In particolare, il modello tedesco, noto come Mitbestimmung, è una vera e propria parte caratterizzante del sistema di relazioni industriali del paese.
In effetti, il modello tedesco prevede che l’economia e le strutture produttive non costituiscano luogo di scontro di interessi configgenti tra capitale e lavoro ma anche una vera e propria “Gemeinschaft”, una “comunità” avente il fine comune di garantire benessere e prosperità per i suoi componenti.

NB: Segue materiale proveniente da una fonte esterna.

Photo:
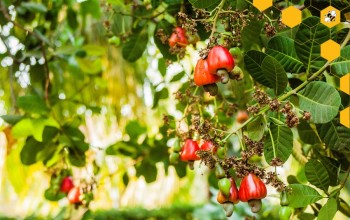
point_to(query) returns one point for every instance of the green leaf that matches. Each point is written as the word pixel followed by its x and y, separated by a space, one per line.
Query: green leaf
pixel 34 7
pixel 91 7
pixel 167 29
pixel 162 66
pixel 317 174
pixel 90 65
pixel 123 148
pixel 332 167
pixel 158 95
pixel 308 39
pixel 38 127
pixel 321 100
pixel 134 129
pixel 266 70
pixel 275 74
pixel 52 194
pixel 306 133
pixel 30 150
pixel 23 128
pixel 11 119
pixel 148 170
pixel 301 195
pixel 282 49
pixel 32 104
pixel 72 19
pixel 341 66
pixel 256 128
pixel 133 49
pixel 181 169
pixel 280 139
pixel 328 210
pixel 249 36
pixel 335 136
pixel 76 157
pixel 204 3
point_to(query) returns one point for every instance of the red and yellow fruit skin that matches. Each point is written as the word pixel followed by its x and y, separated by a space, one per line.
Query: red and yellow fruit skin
pixel 220 58
pixel 202 76
pixel 233 197
pixel 178 37
pixel 74 195
pixel 188 152
pixel 251 188
pixel 67 184
pixel 242 116
pixel 207 145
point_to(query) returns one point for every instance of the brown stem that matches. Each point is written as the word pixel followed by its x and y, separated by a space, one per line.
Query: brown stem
pixel 216 18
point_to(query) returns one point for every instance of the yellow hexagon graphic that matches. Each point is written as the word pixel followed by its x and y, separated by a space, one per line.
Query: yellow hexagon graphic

La partecipazione dei lavoratori in Germania si compone di due livelli:
- la “betriebliche Mitbestimmung”, partecipazione a livello di unità produttiva, che in Italia si potrebbe tradurre o intendere come “partecipazione o cogestione aziendale”;
- la “unternehmerische Mitbestimmung”, partecipazione a livello di organi societari d’impresa, che indica la parte gestionale che è adibita all’impiego delle risorse prodotte dalla parte produttiva, traducibile come “partecipazione o cogestione societaria”.
A sottolineare il valore e l’importanza della partecipazione dei lavoratori, lo stesso art. 9 del GrundGesetz, la Carta costituzionale varata nel 1949, dispone l’ordinamento e la pacificazione del mondo del lavoro mettendo sullo stesso piano sia la contrapposizione degli interessi sia la volontà comune di collaborazione.